Stock Market Bubble Valuations


When addressing stock market bubbles it’s important to consider multiple valuation methods to gain a clearer view of where the bubble is concentrated.

While there are other — more preferable/accurate — methods of stock market valuation, a useful “first stop” would be Robert Shiller’s Cyclically Adjusted Price to Earnings Ratio (CAPE) for the S&P500 stock index.  The history of this valuation metric from the late-1800s to present can be seen below.

shiller-pe-ratio-1Source Data: Robert Shiller’s CAPE Ratio

After viewing Shiller’s CAPE ratio, it should be obvious that investor complacency is running high; the S&P500 index is currently at valuation levels associated with massive investment bubbles.

But viewing the overvaluation from different angles using reliable valuation metrics can yield a clearer picture of the severity and concentration of the existing bubble.

Using the valuation methods below (which have a slightly more accurate correlation with future outcomes than the Shiller Ratio), one can see that the existing S&P500 stock bubble is more extensive than the bubble preceding the housing crisis, but not at as extensive as the bubble preceding the dot-com collapse; however, it is important to note that these valuation metrics are based on the S&P500 index which is capitalization-weighted (more heavily weighted to the largest sized companies).


Source: John Hussman’s weekly market comment on 2/6/2017 entitled, Portfolio Strategy and the Iron Laws


Looking at the overvaluation from an additional perspective — one that includes corporate equity and debt — one can see that the current bubble is more extensive than the bubble preceding the housing crisis, and about as extensive as the bubble preceding the dot-com collapse.

felder-valuationsSource: The Felder Report post on 12/7/2016 entitled, U.S. Corporate Valuations Have Now Matched Their Dotcom Bubble Peak


And finally, viewing the existing overvaluation from the perspective of a median-oriented S&P500 gauge (i.e. not heavily weighted toward the largest sized companies in the S&P500 index), one can see that the current bubble is the most extensive in history.

hussman-valuation-2Source: John Hussman’s weekly market comment on 2/13/2017 entitled, Time-Stamp of Speculative Euphoria


After viewing the existing stock bubble from several different angles via the valuation metrics above, and reviewing The Orchestration of Debt-Based Expansions, one should be able to see that:

  1. The dot-com bubble was very concentrated — focused in technology and internet stocks with a significant affect on the capitalization-weighted valuation metric.
  2. The housing bubble was somewhat more spread out among the stocks in the S&P500 index than the dot-com bubble was (see Median price/revenue valuation above); it included financial & mortgage related speculation.
  3. The current “yield-seeking / experimental monetary policy” bubble is even more spread out than the housing bubble (see Median price/revenue valuation above) and speculation has spilled over into the debt-market affecting credit-sensitive bonds.

As a reminder, valuations tend to weigh heavier over longer periods of time as they depend on the completion of a full business/debt-cycle to pull investor opinion — i.e price, see What Does the Price of a Security Really Mean? — back into alignment with valuation; this is why longer-term valuation projections have a higher accuracy.  Investor preference/popularity can push markets higher over a multi-year period, but over the course of 10-12 years the weight of valuation is felt.

The chart below shows that (with a 94% accuracy) the expected S&P500 return from now until 2029 (i.e. the forthcoming 12-year period) is about 1% per year(~12% total over 12-years); after accounting for dividends (using the current dividend yield of ~2%) one would see an S&P500 index level in 2029 that is about 12% lower than today’s level (CALCULATION: ~1%-expected-annual-return MINUS ~2%-current-dividend-yield EQUALS ~-1% annual return MULTIPLIED BY 12 years EQUALS ~-12% return).
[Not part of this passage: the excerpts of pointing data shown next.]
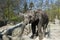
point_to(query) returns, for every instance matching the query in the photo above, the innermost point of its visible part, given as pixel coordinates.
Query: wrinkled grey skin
(43, 21)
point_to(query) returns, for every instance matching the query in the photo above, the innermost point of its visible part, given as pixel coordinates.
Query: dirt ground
(54, 32)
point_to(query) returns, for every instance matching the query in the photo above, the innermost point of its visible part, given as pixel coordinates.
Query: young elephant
(39, 19)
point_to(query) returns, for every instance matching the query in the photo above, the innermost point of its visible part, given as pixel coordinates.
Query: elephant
(40, 19)
(37, 18)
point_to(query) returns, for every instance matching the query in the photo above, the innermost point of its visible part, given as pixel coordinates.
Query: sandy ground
(54, 32)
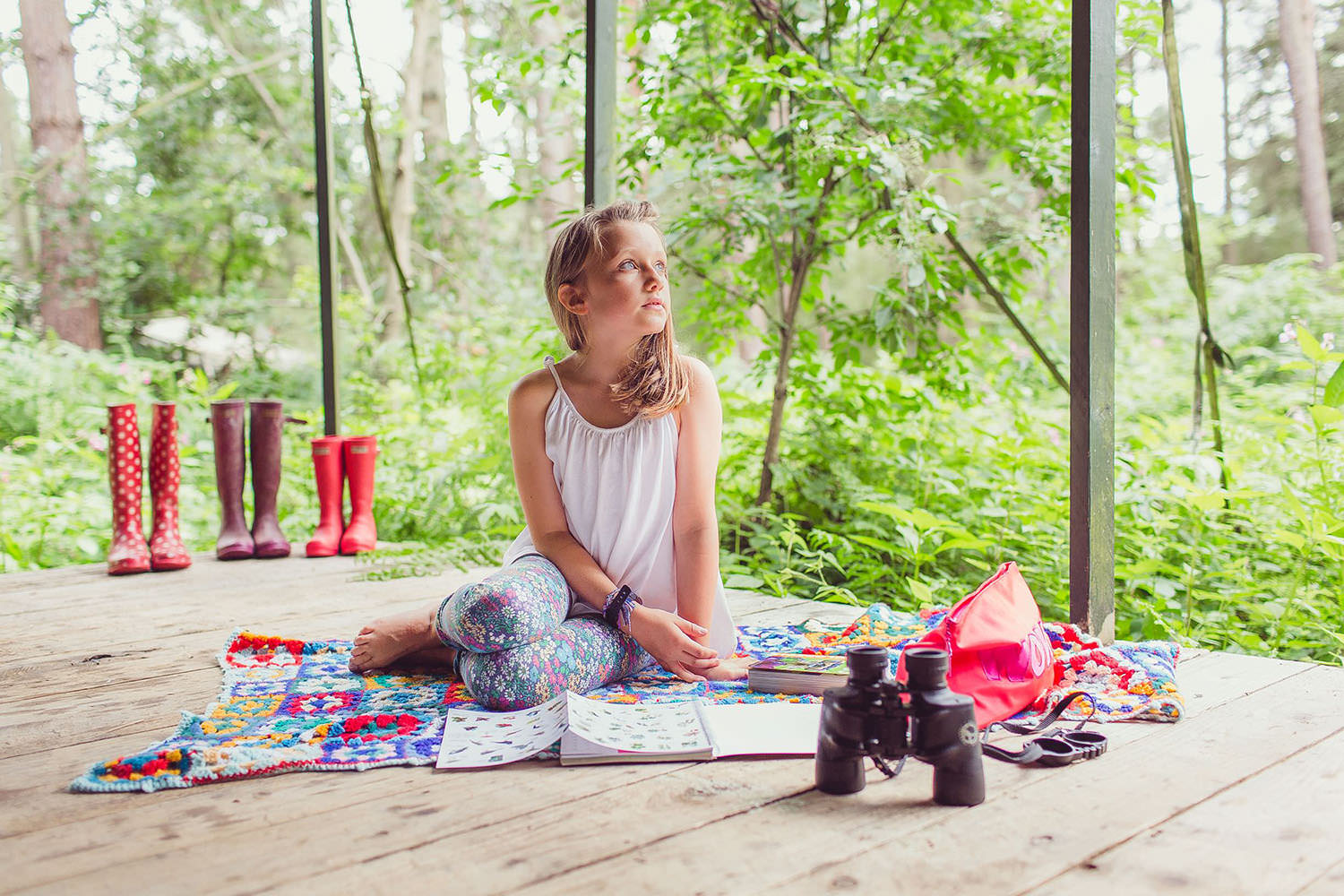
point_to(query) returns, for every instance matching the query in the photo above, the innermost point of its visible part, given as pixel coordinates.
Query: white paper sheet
(762, 728)
(480, 739)
(642, 727)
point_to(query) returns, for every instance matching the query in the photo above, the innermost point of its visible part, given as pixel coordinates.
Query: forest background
(866, 209)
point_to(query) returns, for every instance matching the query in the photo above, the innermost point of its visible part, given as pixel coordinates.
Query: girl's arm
(695, 525)
(666, 635)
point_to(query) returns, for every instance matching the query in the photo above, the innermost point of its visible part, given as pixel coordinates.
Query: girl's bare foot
(387, 640)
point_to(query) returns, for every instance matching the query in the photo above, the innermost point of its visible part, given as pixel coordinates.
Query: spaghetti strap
(550, 366)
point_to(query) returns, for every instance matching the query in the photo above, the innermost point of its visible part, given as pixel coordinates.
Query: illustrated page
(480, 739)
(642, 727)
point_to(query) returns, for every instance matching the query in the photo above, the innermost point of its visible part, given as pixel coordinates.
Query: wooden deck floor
(1245, 796)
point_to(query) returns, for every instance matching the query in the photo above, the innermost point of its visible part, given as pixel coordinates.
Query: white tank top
(617, 487)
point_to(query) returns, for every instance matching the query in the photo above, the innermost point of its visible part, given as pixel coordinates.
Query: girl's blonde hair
(656, 379)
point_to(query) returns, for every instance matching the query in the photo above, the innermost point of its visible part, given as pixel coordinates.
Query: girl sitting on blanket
(615, 455)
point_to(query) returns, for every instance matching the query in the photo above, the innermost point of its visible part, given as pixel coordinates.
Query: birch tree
(1296, 29)
(69, 304)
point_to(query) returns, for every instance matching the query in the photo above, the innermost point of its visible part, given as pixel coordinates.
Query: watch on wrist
(618, 606)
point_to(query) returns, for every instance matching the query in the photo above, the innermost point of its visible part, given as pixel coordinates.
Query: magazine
(593, 731)
(797, 673)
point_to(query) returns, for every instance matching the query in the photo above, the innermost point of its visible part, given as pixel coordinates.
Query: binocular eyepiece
(873, 715)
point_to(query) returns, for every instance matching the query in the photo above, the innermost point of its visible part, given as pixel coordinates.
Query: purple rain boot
(266, 424)
(226, 422)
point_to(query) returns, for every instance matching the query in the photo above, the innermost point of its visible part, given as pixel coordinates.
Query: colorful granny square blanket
(293, 705)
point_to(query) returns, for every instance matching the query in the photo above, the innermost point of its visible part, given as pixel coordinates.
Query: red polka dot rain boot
(330, 471)
(266, 425)
(226, 422)
(166, 548)
(359, 454)
(128, 552)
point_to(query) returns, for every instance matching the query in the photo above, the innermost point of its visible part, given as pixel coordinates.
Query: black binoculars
(875, 716)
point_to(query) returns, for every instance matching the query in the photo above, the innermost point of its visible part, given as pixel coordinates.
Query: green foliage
(809, 156)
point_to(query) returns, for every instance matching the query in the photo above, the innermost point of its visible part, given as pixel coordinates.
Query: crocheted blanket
(293, 705)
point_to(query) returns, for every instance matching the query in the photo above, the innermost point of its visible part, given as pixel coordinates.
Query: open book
(591, 731)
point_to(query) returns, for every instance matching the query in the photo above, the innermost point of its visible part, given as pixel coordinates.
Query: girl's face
(624, 293)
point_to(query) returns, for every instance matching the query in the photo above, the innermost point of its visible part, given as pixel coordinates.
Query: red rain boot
(128, 552)
(330, 470)
(362, 533)
(166, 548)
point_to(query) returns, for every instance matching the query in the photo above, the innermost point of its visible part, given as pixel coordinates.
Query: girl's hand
(730, 669)
(671, 641)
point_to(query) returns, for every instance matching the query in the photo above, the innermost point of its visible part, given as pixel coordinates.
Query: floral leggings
(516, 648)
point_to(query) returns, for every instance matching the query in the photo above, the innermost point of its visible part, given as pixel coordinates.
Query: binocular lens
(867, 662)
(926, 668)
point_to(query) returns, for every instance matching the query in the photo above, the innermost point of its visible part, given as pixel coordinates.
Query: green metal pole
(325, 247)
(1091, 347)
(599, 105)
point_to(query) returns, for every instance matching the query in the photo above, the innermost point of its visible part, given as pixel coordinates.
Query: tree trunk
(781, 381)
(1206, 349)
(402, 203)
(11, 191)
(1296, 29)
(473, 144)
(1228, 117)
(69, 306)
(435, 88)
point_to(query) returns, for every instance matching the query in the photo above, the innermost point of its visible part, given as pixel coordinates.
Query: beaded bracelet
(618, 606)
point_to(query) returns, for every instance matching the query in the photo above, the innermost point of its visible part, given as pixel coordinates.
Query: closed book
(797, 673)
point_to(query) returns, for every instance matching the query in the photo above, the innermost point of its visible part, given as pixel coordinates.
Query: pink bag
(1000, 653)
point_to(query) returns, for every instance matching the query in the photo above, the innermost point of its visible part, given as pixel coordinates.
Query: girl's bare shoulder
(532, 392)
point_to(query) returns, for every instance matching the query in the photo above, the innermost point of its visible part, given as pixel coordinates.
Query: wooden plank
(250, 823)
(642, 823)
(144, 622)
(1026, 837)
(206, 573)
(513, 844)
(150, 702)
(1328, 884)
(58, 767)
(1274, 831)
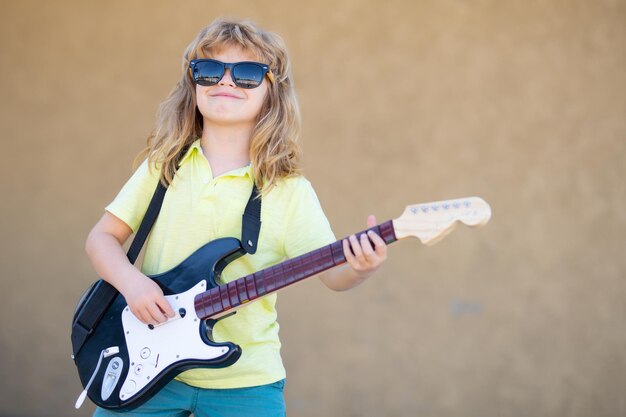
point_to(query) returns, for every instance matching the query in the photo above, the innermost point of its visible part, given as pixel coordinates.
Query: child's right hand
(146, 300)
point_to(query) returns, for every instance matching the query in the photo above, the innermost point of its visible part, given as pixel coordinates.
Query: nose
(227, 78)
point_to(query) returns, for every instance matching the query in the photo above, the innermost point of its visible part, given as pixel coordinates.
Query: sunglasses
(244, 74)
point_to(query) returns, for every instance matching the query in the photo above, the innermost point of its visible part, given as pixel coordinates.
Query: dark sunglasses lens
(248, 75)
(208, 72)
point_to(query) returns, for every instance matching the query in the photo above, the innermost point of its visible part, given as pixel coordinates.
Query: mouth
(225, 95)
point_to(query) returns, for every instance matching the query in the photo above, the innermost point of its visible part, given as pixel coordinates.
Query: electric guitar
(124, 362)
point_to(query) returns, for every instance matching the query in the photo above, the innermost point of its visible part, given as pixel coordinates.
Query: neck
(226, 147)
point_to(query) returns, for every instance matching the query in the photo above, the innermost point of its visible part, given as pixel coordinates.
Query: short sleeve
(306, 225)
(132, 201)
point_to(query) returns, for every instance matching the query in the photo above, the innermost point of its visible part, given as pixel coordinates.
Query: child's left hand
(362, 257)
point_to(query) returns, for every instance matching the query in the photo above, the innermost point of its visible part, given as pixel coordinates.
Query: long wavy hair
(274, 149)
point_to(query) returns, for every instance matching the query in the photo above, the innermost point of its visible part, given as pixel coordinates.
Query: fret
(216, 299)
(251, 287)
(268, 279)
(224, 297)
(259, 279)
(233, 295)
(287, 271)
(241, 290)
(337, 253)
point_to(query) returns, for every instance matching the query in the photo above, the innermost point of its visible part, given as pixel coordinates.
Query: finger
(366, 246)
(356, 247)
(156, 314)
(379, 244)
(347, 252)
(371, 220)
(165, 307)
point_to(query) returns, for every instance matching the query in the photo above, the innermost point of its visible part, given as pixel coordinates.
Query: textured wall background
(521, 102)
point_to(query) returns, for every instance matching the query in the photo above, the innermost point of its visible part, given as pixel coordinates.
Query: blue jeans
(178, 399)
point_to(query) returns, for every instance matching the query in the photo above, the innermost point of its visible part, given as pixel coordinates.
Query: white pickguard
(151, 351)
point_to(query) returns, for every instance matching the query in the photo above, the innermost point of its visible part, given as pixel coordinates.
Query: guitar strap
(100, 295)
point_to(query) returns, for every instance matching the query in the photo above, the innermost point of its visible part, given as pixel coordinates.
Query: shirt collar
(195, 149)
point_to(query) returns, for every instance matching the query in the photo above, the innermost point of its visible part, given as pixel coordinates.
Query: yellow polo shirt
(199, 208)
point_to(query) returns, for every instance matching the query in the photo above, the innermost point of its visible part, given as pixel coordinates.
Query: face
(226, 104)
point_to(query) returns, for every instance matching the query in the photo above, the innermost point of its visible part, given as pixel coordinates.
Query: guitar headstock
(431, 222)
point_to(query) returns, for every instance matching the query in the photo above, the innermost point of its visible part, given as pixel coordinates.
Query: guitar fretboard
(243, 290)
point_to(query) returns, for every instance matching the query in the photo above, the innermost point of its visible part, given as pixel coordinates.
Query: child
(231, 121)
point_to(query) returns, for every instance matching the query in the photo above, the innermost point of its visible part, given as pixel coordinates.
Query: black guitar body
(126, 379)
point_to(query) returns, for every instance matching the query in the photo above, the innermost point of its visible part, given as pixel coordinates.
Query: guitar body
(124, 362)
(148, 357)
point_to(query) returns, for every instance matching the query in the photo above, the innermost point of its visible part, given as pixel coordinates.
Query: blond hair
(274, 149)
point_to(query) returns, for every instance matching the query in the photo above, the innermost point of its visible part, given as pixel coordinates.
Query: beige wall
(520, 102)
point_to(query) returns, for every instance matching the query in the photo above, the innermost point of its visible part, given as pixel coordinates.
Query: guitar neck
(225, 297)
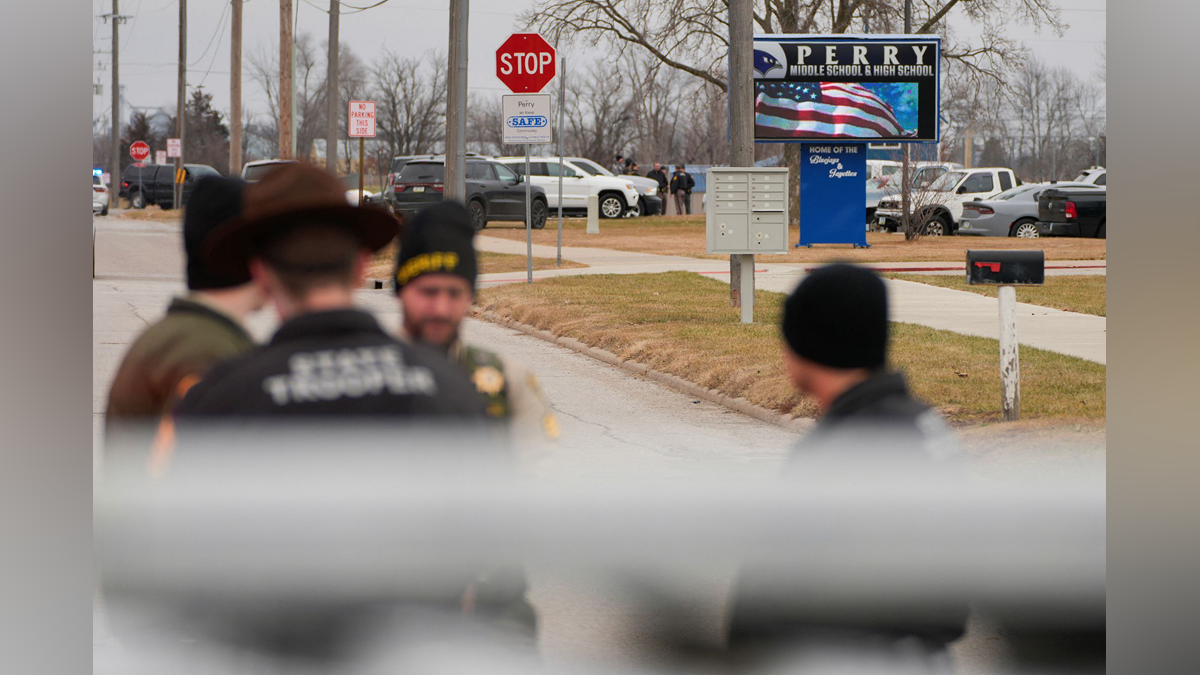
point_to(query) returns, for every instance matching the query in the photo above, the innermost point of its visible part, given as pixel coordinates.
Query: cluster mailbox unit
(747, 210)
It’s important to note that the return expectation is skewed heavily negative over shorter periods (3-,5-,7-years) due to the severity of the existing bubble, but the likelihood of occurrence is slightly lower than the 12-year expectation because valuations are more accurate over time.

In this context, it’s possible that the S&P500 index stays relatively flat, dipping slightly each year over the next 12-years to complete the case below, but the stock market hasn’t moved in a flat line over a 12-year period before; it oscillates, sometimes wildly, due to investor psychology; this accounts for the hard negative expected return over a shorter period 3-, 5-, 7-years, and the slightly lower accuracy than the 12-year expectation.

Using the visual described in What Does the Price of a Security Really Mean?, think of an unstretched rubber band as valuation (the rubber band’s normal state); investor psychology (i.e. price) stretches the rubber band out of it’s normal state and either the rubber band eventually warps over time (valuation very slowly rises to meet the price — with little return to no return) or the more-likely event occurs: you give up or can’t hold the rubber band any longer and it snaps back.